Eric Brown stuck his tongue out in determination Saturday afternoon as he turned a crank, watching strands of fiber twist into cords and those cords become a length of rope.
Try as he might, Eric, 2, wasn’t quite tall enough to turn the crank himself. He had to have help from his mom, Stacey Brown.
Brown and her husband, Roben, brought Eric and his older sister, Taylor, to the Oklahoma History Center’s fourth annual Cowboy Roundup. Both Eric and Taylor, 6, took part in a rope-making demonstration, made stick horses and watched several demonstrations.
Stacey Brown said it was the family’s first time at the event. She saw a notice about it online, and thought it seemed like a good way to spend a Saturday.
“It’s clean fun for the kids,” she said. “They’ve had a blast.”

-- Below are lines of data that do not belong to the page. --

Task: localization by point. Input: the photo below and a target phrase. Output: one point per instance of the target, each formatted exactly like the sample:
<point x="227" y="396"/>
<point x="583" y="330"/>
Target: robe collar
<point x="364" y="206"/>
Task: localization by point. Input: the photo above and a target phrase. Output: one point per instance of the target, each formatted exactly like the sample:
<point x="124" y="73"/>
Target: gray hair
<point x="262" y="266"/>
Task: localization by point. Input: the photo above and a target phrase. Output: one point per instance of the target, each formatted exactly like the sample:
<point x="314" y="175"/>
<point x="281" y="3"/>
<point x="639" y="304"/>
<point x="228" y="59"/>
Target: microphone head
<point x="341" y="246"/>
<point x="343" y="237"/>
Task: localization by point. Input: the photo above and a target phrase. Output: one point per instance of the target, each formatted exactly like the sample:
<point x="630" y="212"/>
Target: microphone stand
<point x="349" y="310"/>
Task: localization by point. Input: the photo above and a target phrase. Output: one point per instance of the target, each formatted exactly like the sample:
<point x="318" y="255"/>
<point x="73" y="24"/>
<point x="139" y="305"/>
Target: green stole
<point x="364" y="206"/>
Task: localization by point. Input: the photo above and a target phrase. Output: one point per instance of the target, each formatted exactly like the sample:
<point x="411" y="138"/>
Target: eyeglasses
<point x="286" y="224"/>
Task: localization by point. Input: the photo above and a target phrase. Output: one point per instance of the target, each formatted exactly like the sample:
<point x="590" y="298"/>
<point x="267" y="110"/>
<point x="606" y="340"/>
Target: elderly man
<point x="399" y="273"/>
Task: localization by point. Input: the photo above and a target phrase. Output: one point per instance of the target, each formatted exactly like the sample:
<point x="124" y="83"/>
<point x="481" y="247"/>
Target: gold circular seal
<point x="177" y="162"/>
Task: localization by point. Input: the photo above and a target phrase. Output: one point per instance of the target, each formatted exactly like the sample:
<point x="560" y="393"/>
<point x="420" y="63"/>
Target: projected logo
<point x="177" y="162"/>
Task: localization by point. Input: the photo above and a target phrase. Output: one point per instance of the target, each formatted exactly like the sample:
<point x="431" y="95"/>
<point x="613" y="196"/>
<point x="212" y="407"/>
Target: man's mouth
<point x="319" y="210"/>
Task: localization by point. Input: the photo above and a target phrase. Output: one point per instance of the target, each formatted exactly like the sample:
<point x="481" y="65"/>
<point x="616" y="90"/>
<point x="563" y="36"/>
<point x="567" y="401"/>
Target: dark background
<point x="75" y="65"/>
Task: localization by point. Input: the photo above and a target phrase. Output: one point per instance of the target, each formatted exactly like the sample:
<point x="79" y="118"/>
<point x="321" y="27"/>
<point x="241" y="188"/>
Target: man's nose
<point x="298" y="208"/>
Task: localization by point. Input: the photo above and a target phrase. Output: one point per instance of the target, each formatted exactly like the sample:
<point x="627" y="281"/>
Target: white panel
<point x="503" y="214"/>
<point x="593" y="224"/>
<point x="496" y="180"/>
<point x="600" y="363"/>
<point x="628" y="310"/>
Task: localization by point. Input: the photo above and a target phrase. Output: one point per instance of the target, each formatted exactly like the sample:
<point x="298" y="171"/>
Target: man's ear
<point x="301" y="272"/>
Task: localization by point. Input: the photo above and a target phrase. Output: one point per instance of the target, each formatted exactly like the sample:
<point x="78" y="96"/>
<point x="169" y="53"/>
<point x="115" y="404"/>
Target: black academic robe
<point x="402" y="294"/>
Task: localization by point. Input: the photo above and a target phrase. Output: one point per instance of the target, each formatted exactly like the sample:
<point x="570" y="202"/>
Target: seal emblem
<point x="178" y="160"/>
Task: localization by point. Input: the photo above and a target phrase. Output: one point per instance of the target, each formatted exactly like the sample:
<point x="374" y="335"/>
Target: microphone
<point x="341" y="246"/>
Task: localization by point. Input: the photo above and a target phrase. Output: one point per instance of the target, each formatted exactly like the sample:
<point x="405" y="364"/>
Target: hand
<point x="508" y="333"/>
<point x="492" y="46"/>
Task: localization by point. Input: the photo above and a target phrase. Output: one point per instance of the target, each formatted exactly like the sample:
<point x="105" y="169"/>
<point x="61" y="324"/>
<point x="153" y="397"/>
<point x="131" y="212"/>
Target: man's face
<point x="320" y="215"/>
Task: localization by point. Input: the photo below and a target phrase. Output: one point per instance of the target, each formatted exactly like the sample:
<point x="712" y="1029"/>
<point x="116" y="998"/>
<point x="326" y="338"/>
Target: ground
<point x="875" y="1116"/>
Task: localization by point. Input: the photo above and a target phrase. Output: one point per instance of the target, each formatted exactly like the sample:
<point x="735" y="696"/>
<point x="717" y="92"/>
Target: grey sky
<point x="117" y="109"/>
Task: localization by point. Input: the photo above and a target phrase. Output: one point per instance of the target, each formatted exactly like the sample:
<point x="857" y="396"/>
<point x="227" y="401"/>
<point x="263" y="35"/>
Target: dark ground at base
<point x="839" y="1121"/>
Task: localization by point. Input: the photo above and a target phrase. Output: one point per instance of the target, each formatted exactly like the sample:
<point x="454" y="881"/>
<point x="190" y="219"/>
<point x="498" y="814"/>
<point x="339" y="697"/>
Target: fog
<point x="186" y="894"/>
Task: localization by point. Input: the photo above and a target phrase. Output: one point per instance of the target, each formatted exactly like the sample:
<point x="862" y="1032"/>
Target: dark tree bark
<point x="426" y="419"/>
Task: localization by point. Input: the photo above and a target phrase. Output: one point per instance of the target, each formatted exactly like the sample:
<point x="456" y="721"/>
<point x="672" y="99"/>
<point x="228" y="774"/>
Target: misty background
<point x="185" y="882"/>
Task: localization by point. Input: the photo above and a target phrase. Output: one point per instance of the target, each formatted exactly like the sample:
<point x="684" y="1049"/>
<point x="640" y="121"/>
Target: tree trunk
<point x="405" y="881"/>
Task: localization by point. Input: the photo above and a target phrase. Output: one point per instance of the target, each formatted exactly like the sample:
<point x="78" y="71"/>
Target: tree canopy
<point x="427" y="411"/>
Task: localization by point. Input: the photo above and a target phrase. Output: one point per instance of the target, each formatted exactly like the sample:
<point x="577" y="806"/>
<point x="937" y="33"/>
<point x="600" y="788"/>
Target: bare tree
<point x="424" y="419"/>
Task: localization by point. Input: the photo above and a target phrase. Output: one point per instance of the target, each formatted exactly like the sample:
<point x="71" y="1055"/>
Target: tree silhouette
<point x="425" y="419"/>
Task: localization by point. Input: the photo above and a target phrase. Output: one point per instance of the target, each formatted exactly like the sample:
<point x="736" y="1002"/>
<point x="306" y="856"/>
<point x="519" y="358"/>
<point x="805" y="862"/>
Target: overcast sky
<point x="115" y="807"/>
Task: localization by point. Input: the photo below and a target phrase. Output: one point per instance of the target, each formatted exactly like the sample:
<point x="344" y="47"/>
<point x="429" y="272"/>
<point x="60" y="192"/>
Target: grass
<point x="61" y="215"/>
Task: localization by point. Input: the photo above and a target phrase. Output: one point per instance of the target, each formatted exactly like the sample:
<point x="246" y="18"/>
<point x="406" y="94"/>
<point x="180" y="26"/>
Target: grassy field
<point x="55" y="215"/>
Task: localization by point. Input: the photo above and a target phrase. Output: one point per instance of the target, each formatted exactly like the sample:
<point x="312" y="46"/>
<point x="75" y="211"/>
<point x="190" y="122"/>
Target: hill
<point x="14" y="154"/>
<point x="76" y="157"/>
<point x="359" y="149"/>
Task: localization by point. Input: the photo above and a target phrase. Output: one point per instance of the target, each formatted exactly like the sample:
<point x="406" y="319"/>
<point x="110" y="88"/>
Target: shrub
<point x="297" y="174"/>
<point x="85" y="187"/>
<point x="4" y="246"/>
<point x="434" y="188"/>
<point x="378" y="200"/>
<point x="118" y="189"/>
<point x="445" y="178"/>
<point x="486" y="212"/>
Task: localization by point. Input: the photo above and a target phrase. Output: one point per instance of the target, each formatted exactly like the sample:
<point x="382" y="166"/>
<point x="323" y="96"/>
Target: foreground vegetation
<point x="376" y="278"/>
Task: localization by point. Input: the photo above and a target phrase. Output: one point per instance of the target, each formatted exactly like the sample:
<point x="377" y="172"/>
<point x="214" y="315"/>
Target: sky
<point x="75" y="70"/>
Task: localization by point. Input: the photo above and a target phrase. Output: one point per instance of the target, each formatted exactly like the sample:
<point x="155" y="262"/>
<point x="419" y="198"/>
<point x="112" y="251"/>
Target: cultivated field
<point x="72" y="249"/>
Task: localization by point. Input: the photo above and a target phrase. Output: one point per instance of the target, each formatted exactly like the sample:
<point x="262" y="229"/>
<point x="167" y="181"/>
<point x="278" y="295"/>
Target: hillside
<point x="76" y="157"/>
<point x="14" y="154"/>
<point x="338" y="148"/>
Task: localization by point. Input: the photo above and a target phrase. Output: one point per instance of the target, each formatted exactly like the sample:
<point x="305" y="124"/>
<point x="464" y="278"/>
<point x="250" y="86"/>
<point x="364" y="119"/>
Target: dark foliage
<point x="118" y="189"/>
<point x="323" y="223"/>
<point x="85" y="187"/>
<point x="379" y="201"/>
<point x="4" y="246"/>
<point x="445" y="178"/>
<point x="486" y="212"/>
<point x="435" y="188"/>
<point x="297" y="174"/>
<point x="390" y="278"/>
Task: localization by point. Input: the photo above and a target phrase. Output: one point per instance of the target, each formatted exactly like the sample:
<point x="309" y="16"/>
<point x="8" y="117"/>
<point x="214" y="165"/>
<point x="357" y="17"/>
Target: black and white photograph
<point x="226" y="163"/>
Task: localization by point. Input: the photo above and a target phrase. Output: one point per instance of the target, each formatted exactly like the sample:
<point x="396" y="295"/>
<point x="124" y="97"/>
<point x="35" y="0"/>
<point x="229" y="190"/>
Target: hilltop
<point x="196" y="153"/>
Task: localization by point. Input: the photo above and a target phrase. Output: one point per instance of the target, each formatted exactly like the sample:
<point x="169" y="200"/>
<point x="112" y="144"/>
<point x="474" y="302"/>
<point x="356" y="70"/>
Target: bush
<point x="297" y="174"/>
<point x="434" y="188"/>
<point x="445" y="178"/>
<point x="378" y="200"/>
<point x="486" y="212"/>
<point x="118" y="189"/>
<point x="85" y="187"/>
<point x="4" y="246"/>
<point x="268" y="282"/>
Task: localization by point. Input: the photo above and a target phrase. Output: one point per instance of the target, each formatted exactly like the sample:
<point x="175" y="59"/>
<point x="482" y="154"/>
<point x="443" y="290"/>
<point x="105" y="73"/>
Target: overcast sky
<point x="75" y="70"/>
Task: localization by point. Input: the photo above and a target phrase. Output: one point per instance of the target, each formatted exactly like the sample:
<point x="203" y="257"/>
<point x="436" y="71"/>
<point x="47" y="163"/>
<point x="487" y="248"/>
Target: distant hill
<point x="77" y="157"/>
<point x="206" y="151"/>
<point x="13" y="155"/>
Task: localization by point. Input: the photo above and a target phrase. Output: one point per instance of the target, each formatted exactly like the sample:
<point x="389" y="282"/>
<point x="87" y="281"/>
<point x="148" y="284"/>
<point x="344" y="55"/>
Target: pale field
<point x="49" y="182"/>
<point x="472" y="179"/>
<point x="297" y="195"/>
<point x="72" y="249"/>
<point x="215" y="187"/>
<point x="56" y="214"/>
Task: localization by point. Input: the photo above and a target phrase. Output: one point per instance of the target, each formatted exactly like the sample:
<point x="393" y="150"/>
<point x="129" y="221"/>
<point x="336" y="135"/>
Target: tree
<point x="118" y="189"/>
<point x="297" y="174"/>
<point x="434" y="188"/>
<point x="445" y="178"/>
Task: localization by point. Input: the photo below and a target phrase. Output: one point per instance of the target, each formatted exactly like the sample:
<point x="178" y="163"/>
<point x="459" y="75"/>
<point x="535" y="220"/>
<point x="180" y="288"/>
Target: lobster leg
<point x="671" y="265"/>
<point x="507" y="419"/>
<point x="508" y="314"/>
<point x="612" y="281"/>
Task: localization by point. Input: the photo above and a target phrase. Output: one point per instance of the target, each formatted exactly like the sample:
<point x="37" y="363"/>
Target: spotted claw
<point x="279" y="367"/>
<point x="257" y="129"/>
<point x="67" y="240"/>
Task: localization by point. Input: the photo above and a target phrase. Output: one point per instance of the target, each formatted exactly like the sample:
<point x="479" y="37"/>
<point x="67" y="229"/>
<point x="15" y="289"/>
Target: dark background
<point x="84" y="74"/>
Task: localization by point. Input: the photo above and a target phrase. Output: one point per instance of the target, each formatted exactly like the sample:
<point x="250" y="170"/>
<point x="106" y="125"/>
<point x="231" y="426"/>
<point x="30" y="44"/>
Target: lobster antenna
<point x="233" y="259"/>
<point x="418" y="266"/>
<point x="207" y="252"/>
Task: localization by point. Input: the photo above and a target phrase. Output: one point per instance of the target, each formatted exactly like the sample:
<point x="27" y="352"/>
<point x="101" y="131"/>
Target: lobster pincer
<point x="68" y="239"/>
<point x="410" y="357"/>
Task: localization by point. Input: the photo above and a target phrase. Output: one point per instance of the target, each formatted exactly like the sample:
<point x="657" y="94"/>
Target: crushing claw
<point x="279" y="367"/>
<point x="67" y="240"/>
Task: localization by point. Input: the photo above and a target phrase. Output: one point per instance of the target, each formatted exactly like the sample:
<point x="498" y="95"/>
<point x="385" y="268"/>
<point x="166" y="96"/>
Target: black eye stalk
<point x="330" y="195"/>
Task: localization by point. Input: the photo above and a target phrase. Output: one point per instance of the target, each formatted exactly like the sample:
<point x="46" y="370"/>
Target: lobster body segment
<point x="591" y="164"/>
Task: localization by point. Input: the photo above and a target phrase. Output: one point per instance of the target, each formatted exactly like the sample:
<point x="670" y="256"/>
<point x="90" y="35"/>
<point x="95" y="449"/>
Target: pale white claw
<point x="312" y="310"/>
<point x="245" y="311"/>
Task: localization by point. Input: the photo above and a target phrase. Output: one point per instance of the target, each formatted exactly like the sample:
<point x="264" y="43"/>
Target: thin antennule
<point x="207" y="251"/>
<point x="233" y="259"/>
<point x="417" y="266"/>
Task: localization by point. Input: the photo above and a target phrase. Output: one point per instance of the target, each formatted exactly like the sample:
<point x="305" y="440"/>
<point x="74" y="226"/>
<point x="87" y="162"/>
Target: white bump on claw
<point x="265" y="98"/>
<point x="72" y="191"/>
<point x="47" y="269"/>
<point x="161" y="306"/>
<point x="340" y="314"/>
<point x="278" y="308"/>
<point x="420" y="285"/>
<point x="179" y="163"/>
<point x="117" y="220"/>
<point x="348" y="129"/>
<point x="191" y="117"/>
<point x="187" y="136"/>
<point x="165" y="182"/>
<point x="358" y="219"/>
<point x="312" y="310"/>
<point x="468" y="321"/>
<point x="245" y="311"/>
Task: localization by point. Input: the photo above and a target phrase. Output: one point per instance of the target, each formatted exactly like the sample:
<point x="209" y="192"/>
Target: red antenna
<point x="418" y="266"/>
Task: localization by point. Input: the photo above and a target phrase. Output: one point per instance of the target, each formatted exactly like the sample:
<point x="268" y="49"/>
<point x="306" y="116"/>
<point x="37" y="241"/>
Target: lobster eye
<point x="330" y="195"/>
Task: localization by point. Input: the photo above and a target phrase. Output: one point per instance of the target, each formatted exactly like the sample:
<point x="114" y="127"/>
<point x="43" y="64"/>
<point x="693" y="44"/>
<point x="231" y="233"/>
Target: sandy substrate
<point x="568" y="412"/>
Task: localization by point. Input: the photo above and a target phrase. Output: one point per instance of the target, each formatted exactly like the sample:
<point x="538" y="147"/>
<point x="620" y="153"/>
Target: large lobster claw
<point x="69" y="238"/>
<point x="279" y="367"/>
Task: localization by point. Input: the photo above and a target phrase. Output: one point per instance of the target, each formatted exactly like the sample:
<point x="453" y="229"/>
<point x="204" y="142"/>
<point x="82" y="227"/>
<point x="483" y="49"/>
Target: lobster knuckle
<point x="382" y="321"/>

Jason Harris, the center’s director of education, said the event is meant to give visitors a glimpse into Oklahoma’s cowboy heritage. Demonstrations at the event showed Dutch oven cooking, side shows and musicians. Visitors also got an up-close look at horses and longhorn cattle.
Harris said he’s been surprised by how many visitors, including those from rural Oklahoma, have never seen horses or cattle up close. The roundup is one of several free events the center holds annually to try to spark an interest in history among visitors, he said.